En la matière, Abidjan semble un bon élève. Pour soutenir leur projet d’État investisseur contrôlant près d’une centaine d’entreprises publiques, dont la loterie nationale (Lonaci) ou encore la société nationale  pétrolière (Petroci), les autorités ivoiriennes ont bâti un écosystème financier propre à leurs ambitions. C’est dans cette veine qu’en septembre 2022, un consortium d’acteurs publics a acquis auprès de BNP Paribas le contrôle de la Banque internationale pour le commerce et l’industrie de la Côte d’Ivoire (Bicici).

« Les États doivent impulser la direction des économies, comme en Côte d’Ivoire ou au Sénégal, en se dotant de bras financiers pour des domaines comme l’agriculture, les PME… qui parlent peu aux grands groupes bancaires dont les intérêts des actionnaires ne coïncident pas avec ceux de nos pays. Il faut des institutions relais pour financer ces secteurs prioritaires », explique à JA Cheick Travaly, ancien banquier et administrateur du groupe de bancassurance Sunu. Cette opinion, de plus en plus partagée au sein du monde financier ouest-africain, interpelle également les décideurs politiques.

Mais, au Burkina Faso, la multiplication des établissements publics soulève la question de la cohérence de la stratégie publique en la matière. On y trouve ainsi la Banque agricole du Faso, la Banque postale ou encore la Banque commerciale du Burkina, détenue à parts égales par l’État burkinabè, via son Fonds de développement économique et social, et par la Libye, à travers la Libyan Foreign Bank.
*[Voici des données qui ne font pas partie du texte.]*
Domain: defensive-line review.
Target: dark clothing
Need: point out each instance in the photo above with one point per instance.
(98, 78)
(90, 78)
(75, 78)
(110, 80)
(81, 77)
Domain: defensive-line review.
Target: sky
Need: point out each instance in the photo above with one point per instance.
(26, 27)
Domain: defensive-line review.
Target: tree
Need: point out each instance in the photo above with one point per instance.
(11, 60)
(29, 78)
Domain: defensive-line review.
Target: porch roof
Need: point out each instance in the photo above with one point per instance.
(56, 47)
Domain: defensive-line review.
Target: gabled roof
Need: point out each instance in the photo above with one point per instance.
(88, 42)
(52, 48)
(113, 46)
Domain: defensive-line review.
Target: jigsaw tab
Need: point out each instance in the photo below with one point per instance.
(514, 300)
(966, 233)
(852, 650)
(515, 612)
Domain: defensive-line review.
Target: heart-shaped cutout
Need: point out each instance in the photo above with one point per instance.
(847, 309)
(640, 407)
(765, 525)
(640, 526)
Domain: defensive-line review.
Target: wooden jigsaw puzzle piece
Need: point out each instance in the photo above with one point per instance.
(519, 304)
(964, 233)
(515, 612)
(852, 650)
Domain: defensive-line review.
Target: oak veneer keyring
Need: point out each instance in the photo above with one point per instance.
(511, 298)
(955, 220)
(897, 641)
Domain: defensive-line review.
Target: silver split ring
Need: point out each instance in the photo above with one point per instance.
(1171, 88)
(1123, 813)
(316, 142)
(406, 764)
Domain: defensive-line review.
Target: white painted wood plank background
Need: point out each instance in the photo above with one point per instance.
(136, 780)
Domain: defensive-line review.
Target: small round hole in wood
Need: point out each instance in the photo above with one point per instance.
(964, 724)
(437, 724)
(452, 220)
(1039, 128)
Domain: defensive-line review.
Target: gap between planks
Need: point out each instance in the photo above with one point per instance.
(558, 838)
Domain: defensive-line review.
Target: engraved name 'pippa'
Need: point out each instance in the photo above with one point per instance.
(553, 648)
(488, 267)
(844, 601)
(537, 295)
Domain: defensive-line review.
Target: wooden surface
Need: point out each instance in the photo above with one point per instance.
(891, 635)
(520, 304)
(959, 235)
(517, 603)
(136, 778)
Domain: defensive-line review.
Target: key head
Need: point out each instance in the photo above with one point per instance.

« La loi bancaire entrée en vigueur en janvier et la décision de relèvement du capital obligeront les États à penser une stratégie d’ensemble », souligne Cheick Travaly. Faut-il regrouper ces entités ou en redéfinir l’objet social ? La réponse semble incertaine, tant l’avenir de l’union monétaire apparaît désormais compromis par le spectre d’une sortie « brutale » des pays de l’Alliance des États du Sahel (AES).